1. Believing That You Are the Best
When a client hires you as a contractor or consultant, it is of the utmost importance to show humility and a desire to learn. I have witnessed, and done this mistake myself, a consultant assume that they know best, that they have all the answers, and that the client needs that person’s help or the client will be doomed. This mistake not only creates a challenging working situation, it also creates issues for the consultant’s career as this attitude is discussed and told to many others in the clients organization as well as given as feedback to your own company.
“Life is a long lesson in humility” — James M. Barrie
2. Working as a Single Consultant Without a Collaborators
Yes, they did hire you as a consultant. And, yes you have specific skills that are needed for this engagement. Great.! But, you are also hired into an ecosystem that requires you to play ball with others including peers and leaders. A big mistake is to work as if you are an island with all the necessary skills and abilities without seeking support, guidance, or help from others. An wise consultant seeks out a group of people to become aligned with so that the goals and activities done by him or her are more effective and have active supporters to see them to fruition.

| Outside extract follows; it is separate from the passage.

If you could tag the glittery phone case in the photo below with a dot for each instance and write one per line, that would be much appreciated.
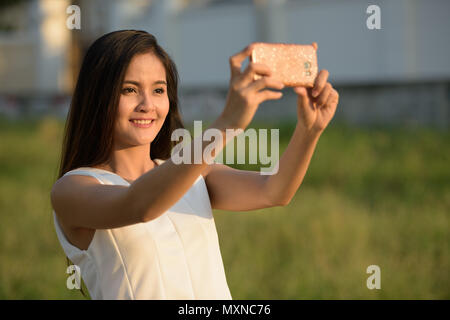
(293, 64)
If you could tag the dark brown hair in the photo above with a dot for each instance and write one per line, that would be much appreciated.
(89, 128)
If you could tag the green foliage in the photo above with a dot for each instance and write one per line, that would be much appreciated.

“A strong team can take any crazy vision and turn it into reality” — John Carmack
3. Assuming That Things are Going Well
Once you start working with your client, you will take action to drive outcomes. This is good. But it is easy to assume that the work that you are doing is effective and what the clients wanted when you started the project. Don’t assume. Feedback is a powerful tool in the consultant’s arsenal — use is often and wisely. If you don’t seek feedback from your leaders and stakeholders, you run the risk of following a path that will yield no results. This could lead to a quick end to your contract.

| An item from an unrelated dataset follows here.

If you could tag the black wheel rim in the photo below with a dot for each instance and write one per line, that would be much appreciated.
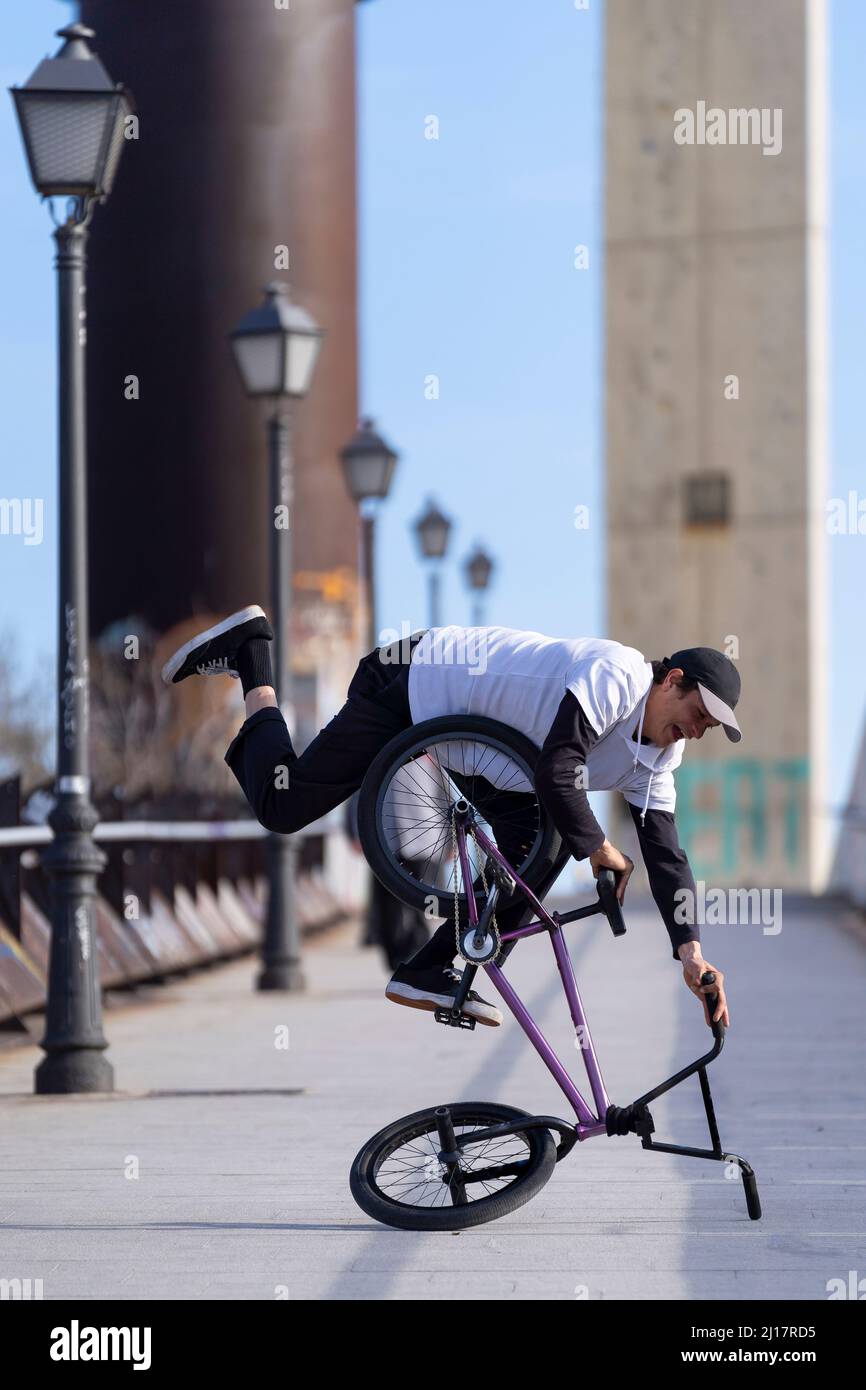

“Never assume the obvious is true” — William Safire
4. Avoiding Challenging Situations with Your Client
One of the main reasons to hire a contractor/consultant is that this person has an outside point view and, hopefully, is able to see dysfunction within the system. A key mistake would be to notice these problems and then do nothing about them. Don’t fall trap to the avoidance of conflict — instead jump in with skill, practice, and humility. Be sure to be clear on what you want the conversation to be about and what you don’t want it to be about. This will make it easier for others to lower their defences and look for a common solution.

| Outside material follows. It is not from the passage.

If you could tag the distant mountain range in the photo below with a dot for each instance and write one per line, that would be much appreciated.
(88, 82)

“Peace is not the absence of conflict, it is the ability to handle conflict by peaceful means” — Ronald Reagan
5. Believing that One Size Fits All
You have years of experience. You have seen many types of situations and needs. Yet, you employ the same approach to every client and every organization. Why? This mistake is not dangerous because you can cause harm and show an unwillingness to see other points of view. It also can restrict your ability to help other companies as they won’t see you as adaptable or creative in your thinking. There are many ways to add value and be respectful at the same time.
“Intelligence is the ability to adapt to change” — Stephen Hawking
Some Final Thoughts
As consultants, coaches, and contractors we can achieve success if we stay humble, work well with others, test our assumptions, work through conflict, and adapt our approach to each situation.
Good luck on becoming the best version of yourself as you continue to strive for excellence not perfection!